ETL: Connecting end-user transactions to business insights
There are two kinds of database design. One is used to accomplish the requirements of an end-user application and the other to provide modeled records for data engineers. The first is designed for OLTP (Online Transactional Processing) systems, used to persist operational data and characterized by a high normalized schema, lots of tables and a large volume of short online transactions (INSERT, UPDATE, DELETE). The former is designed for OLAP (Online Analytical Processing) systems, used to persist consolidated data from foreign operational sources and characterized by a de-normalized schema with fewer tables (mostly using the star model for multi-dimensional expression queries), a small volume of transactions and a better performance to run complex queries over a huge volume of data — including historical records from past loads.

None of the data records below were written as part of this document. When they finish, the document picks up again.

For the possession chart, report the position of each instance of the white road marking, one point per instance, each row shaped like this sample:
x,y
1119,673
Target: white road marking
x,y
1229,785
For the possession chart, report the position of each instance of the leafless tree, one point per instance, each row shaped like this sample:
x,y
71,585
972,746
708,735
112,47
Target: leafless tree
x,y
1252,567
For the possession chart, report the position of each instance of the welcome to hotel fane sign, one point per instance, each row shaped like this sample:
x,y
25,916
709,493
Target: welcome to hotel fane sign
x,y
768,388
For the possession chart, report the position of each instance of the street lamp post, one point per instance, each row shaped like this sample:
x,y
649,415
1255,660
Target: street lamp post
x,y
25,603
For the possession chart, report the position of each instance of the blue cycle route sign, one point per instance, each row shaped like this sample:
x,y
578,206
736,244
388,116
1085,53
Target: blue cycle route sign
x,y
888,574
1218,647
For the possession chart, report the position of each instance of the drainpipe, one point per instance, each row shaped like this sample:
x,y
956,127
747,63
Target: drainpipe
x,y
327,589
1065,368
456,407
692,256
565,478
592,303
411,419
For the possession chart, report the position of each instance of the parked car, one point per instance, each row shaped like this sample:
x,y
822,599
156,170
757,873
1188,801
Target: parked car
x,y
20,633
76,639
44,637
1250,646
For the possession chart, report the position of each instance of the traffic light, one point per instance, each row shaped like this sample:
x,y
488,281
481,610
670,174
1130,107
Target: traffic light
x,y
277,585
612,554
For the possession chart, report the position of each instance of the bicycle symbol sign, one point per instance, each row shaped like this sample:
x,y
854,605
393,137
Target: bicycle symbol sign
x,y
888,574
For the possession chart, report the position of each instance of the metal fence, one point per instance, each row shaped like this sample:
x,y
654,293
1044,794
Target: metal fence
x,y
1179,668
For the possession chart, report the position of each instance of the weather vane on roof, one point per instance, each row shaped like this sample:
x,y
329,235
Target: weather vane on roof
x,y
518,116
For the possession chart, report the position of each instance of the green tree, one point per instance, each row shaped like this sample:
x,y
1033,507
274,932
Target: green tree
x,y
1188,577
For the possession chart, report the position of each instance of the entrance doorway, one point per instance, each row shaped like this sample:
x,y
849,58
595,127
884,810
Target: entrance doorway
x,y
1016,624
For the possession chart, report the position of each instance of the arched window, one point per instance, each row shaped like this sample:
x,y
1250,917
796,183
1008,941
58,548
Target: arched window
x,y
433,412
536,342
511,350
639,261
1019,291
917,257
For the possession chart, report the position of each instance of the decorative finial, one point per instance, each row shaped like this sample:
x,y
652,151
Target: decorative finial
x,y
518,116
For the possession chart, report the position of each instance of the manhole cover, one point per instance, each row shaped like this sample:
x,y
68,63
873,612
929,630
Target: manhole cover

Although OLTP databases are the foundation for any end user application, it’s not the perfect source for most of the queries required in data mining processes. Their common normalized schema, required to avoid redundancies — which could lead to data inconsistencies or the need for long and time consuming transactions — , makes queries too complex and expensive, due to the many required table joins and subqueries.
On the other hand, databases designed for OLAP systems doesn't need to care about data changes and its possible consistency issues, allowing a de-normalized schema structure, with much less relationships. Also, since they commonly serve for the only purpose of data analysis and not to an application state repository, time consuming queries can be done as part of the process when needed.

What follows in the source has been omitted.